Schwellenländeraktien rücken für globale Anleger wieder stärker in den Fokus. Laut Olivier D’Incan, Fondsmanager beim französischen Asset Manager Credit Mutuel, bieten sie derzeit attraktive Diversifikationsmöglichkeiten – sowohl aufgrund ihrer strukturellen Wachstumsdynamik als auch als Gegengewicht zur Dominanz der US-Märkte.
Während hohe US-Zinsen in den vergangenen Jahren Druck auf die Währungen vieler Schwellenländer ausgeübt haben, könnten die erwarteten Zinssenkungen der US-Notenbank bis Jahresende diese Belastung verringern. Gleichzeitig mahnt D’Incan zur Wachsamkeit: Geopolitische Spannungen, insbesondere im Welthandel, könnten Unternehmen mit hohem US-Exposure volatileren Zeiten aussetzen.
Indien, China und Griechenland im Fokus
Dennoch sieht der Experte in ausgewählten Ländern erhebliche Chancen. Indien etwa verfüge über die derzeit stärkste strukturelle Wachstumsstory im Schwellenländer-Universum. Eine rasch wachsende Mittelschicht kurble den Binnenkonsum an, während ambitionierte Infrastrukturprojekte der Regierung das wirtschaftliche Fundament weiter stärken. Auch China sei wieder interessant: Seit dem Kurswechsel der Regierung im Herbst 2024, der auf eine Stabilisierung des Immobilienmarkts abzielt, wachse das Vertrauen der Investoren. Trotz der jüngsten Erholung blieben die Bewertungen aus Sicht von Credit Mutuel AM attraktiv, zudem könnten fiskalische Impulse für zusätzlichen Aufschwung sorgen.
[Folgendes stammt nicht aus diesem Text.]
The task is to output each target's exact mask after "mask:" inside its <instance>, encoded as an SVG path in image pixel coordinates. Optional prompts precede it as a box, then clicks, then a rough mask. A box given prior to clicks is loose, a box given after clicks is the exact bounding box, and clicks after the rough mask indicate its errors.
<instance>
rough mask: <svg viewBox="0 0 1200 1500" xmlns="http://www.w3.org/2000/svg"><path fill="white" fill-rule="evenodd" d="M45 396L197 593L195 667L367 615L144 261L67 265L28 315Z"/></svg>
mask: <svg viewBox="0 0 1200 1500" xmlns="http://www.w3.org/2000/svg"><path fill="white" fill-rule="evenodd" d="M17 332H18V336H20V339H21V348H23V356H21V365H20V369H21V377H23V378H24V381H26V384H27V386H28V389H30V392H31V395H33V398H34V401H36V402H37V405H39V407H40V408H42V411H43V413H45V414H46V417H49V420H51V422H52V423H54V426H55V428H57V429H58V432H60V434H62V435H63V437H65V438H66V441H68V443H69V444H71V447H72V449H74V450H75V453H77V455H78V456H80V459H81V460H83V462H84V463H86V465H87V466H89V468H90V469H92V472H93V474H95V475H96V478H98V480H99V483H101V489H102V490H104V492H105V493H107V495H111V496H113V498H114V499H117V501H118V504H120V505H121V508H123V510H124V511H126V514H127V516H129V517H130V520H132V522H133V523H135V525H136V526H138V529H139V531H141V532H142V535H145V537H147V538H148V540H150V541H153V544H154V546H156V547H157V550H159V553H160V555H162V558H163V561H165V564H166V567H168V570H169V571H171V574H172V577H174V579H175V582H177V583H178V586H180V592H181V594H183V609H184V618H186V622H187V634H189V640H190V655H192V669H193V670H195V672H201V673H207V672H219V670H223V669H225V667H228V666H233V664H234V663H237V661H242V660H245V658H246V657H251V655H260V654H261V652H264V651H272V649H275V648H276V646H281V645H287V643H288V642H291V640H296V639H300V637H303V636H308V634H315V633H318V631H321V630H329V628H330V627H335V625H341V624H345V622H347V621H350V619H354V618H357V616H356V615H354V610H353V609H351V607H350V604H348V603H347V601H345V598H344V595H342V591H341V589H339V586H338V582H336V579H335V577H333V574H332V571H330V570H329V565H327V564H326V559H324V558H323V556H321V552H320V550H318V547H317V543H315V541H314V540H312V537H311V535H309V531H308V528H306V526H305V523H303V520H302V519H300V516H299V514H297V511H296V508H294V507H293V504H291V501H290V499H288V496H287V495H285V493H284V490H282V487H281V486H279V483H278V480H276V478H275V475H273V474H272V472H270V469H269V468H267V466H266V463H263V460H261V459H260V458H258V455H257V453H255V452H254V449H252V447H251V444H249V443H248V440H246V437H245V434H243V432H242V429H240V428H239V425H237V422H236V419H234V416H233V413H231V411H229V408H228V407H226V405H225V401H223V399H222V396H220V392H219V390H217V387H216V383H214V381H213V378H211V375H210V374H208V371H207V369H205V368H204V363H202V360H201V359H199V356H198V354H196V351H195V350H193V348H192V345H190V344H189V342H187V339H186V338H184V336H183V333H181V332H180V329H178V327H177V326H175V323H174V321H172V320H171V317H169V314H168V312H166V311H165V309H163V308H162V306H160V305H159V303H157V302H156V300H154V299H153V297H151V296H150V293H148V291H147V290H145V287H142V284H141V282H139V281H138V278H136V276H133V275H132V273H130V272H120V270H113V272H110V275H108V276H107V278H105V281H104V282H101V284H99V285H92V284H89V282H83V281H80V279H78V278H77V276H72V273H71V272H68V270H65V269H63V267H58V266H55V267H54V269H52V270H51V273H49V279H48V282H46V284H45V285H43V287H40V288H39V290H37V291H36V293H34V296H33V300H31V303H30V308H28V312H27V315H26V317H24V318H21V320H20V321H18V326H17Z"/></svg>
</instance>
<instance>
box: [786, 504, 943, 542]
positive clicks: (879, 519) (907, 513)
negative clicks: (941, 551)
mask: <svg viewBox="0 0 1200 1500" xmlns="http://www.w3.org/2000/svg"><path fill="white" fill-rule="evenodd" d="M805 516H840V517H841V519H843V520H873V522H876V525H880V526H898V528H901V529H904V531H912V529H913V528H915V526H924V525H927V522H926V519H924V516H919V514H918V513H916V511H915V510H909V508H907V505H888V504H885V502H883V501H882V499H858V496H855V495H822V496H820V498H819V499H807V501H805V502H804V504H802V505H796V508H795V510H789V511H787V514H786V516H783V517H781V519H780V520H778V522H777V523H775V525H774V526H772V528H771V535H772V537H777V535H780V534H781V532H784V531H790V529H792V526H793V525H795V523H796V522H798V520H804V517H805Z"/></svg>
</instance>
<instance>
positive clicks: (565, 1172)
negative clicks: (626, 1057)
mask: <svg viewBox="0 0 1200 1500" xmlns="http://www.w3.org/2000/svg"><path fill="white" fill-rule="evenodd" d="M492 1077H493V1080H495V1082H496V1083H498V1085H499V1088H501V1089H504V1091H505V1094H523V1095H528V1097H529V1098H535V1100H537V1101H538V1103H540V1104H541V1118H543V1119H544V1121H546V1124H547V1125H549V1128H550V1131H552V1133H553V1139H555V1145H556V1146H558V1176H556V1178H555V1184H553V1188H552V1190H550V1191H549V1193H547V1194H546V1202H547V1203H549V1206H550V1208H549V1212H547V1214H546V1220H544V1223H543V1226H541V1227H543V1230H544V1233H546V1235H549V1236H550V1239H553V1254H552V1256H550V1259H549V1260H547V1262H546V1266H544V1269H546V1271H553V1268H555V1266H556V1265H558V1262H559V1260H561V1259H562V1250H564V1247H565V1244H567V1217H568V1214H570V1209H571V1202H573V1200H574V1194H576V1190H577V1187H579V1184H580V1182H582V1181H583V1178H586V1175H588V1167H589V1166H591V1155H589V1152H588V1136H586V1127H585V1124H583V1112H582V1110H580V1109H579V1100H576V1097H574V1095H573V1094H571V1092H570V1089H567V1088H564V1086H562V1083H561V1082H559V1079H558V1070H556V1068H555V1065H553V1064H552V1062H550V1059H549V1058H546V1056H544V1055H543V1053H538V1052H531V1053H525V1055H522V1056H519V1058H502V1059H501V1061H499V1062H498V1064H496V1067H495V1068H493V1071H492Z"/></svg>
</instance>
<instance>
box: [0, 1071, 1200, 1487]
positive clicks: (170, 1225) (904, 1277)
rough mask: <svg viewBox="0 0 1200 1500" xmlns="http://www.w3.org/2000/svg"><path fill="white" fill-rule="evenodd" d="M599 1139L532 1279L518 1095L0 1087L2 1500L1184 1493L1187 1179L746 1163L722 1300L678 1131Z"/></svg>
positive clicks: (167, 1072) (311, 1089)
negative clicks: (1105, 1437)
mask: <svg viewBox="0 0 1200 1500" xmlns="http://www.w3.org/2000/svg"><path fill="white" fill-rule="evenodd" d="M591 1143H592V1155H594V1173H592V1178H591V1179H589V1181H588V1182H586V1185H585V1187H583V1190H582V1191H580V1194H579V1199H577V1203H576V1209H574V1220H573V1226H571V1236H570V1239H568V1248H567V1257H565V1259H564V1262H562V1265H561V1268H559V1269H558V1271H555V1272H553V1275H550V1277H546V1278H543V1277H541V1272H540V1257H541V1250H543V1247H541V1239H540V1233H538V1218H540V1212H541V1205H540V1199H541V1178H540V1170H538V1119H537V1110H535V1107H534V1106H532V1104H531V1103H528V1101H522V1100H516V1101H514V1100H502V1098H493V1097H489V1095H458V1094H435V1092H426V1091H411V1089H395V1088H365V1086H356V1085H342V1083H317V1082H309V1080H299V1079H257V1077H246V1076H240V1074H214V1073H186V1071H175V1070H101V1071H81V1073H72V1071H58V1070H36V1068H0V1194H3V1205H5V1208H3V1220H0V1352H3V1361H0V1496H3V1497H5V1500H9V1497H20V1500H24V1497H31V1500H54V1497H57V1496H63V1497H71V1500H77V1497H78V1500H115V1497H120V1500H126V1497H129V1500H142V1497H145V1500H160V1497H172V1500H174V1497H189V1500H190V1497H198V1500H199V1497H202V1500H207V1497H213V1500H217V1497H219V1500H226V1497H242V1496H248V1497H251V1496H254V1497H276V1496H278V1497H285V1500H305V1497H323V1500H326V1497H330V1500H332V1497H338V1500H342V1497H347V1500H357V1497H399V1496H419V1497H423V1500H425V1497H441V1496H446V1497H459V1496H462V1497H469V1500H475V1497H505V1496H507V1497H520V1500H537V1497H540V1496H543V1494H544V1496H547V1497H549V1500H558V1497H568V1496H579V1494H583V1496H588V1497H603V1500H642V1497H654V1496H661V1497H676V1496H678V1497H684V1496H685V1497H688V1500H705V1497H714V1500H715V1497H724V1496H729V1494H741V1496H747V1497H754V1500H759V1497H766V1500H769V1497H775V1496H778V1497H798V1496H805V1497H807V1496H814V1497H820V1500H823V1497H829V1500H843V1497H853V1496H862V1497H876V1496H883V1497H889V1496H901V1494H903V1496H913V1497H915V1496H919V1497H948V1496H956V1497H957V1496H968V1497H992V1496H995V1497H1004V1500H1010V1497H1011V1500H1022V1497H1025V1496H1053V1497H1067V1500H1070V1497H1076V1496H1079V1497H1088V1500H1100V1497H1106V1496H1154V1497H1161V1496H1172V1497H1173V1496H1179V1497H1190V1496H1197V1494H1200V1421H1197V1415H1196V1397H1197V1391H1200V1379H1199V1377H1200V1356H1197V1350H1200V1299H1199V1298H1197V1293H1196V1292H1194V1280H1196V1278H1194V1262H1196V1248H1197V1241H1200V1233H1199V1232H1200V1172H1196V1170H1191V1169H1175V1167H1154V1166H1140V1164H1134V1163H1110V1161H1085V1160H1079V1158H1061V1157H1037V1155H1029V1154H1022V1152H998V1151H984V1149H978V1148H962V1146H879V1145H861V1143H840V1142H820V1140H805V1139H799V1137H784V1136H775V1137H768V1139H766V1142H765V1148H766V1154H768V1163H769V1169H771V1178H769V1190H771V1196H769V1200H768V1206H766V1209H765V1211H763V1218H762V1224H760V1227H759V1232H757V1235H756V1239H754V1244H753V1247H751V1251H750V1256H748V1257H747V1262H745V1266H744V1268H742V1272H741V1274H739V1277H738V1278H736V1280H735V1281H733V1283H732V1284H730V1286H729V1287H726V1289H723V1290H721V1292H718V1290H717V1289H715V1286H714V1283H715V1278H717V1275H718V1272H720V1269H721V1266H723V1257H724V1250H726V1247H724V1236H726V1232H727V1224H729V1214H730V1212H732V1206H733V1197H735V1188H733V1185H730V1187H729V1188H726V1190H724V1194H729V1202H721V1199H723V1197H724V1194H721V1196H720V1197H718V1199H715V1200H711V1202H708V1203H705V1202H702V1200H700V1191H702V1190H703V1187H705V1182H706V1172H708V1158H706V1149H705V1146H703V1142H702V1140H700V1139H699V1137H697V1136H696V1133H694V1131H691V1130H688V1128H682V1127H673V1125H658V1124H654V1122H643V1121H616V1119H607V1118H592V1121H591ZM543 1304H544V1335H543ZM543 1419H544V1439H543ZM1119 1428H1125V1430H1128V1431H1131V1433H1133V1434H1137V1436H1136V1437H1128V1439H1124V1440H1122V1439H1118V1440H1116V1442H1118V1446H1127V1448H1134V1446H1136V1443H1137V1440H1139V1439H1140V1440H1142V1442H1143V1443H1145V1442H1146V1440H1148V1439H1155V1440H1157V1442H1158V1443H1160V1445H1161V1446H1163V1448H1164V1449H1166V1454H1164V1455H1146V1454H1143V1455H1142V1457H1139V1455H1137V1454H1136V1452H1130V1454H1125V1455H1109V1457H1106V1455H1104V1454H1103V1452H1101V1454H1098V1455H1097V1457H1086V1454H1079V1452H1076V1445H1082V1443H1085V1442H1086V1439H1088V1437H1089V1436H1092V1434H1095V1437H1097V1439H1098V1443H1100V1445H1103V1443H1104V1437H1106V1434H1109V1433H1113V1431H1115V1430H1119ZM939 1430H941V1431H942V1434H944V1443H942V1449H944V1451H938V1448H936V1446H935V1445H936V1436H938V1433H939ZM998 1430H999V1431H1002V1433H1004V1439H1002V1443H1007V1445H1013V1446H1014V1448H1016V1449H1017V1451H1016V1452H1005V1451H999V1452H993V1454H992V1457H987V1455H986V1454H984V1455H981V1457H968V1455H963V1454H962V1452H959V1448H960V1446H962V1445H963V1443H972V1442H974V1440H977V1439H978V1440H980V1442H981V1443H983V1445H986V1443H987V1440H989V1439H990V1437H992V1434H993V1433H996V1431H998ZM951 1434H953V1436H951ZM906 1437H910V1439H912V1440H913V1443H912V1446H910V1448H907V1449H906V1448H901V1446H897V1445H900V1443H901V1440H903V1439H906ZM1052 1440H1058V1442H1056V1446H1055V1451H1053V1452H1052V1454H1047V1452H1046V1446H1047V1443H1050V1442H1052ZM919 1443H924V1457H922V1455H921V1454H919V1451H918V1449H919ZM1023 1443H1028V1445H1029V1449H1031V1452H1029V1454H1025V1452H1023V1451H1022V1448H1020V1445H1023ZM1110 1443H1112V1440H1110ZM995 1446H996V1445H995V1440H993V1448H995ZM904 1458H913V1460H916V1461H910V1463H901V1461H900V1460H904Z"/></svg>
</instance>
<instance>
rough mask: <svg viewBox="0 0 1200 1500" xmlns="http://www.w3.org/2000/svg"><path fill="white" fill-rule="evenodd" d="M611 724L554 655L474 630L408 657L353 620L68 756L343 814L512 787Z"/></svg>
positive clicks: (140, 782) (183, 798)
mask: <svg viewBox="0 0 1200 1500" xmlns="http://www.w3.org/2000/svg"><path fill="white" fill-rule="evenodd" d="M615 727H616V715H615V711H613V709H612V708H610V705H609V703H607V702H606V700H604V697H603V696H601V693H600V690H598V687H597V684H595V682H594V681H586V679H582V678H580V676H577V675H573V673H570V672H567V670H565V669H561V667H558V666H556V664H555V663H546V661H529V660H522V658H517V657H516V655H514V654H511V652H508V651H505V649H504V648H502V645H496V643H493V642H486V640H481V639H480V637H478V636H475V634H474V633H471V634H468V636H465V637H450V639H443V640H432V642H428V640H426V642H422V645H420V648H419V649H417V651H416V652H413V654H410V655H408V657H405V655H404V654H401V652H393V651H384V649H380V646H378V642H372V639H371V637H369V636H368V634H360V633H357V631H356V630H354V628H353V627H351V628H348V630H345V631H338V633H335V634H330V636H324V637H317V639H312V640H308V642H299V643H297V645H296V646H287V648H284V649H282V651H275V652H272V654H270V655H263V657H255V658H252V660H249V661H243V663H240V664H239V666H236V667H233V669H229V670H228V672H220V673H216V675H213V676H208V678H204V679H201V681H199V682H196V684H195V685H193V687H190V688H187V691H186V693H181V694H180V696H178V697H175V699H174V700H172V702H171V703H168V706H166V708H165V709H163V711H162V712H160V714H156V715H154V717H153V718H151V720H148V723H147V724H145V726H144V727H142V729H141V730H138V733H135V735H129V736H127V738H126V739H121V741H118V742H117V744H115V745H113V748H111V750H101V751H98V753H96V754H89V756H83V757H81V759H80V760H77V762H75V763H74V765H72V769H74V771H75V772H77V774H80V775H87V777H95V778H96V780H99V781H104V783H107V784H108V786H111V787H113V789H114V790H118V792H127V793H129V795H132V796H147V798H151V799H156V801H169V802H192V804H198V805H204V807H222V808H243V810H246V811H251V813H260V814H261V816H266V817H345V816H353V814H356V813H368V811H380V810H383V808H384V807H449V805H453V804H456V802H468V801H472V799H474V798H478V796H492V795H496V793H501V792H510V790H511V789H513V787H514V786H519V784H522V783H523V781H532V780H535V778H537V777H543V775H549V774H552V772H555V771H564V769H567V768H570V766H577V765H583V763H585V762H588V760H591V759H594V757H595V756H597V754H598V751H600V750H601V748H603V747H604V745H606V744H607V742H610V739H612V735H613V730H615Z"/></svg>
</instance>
Brasilien hingegen kämpfte 2024 mit einer Kombination aus politischen Haushaltsrisiken, Inflation und Währungsabwertung. Doch gerade diese Schwächephase könne neue Einstiegschancen eröffnen: Erwartete Zinssenkungen und das steigende Anlegerinteresse im Vorfeld der Präsidentschaftswahlen 2026 könnten wieder Kapital ins Land bringen. Ein besonderer Fokus gilt zudem Griechenland. Das Land, das offiziell weiterhin als Schwellenland gilt, verfügt laut D’Incan über eine der klarsten Investmentstorys: Politische Stabilität, solide Staatsfinanzen und EU-geförderte Investitionen stärken das BIP-Wachstum. Besonders vielversprechend sei der Bankensektor, der begonnen habe, sein in der Schuldenkrise aufgebautes Kapital an Aktionäre auszuschütten.
Insgesamt biete das Schwellenländer-Universum interessante Perspektiven für Investoren, die ihr Portfolio breiter aufstellen und unabhängiger von der US-Konjunktur positionieren wollen. Langfristig orientierte Anleger könnten von den strukturellen Wachstumstrends und der zunehmenden wirtschaftlichen Eigenständigkeit vieler Emerging Markets profitieren. (DFPA/abg)
Crédit Mutuel Asset Management ist eine Asset-Management-Gesellschaft der Groupe La Française, der Holdinggesellschaft der Asset-Management-Sparte der Crédit Mutuel Alliance Fédérale.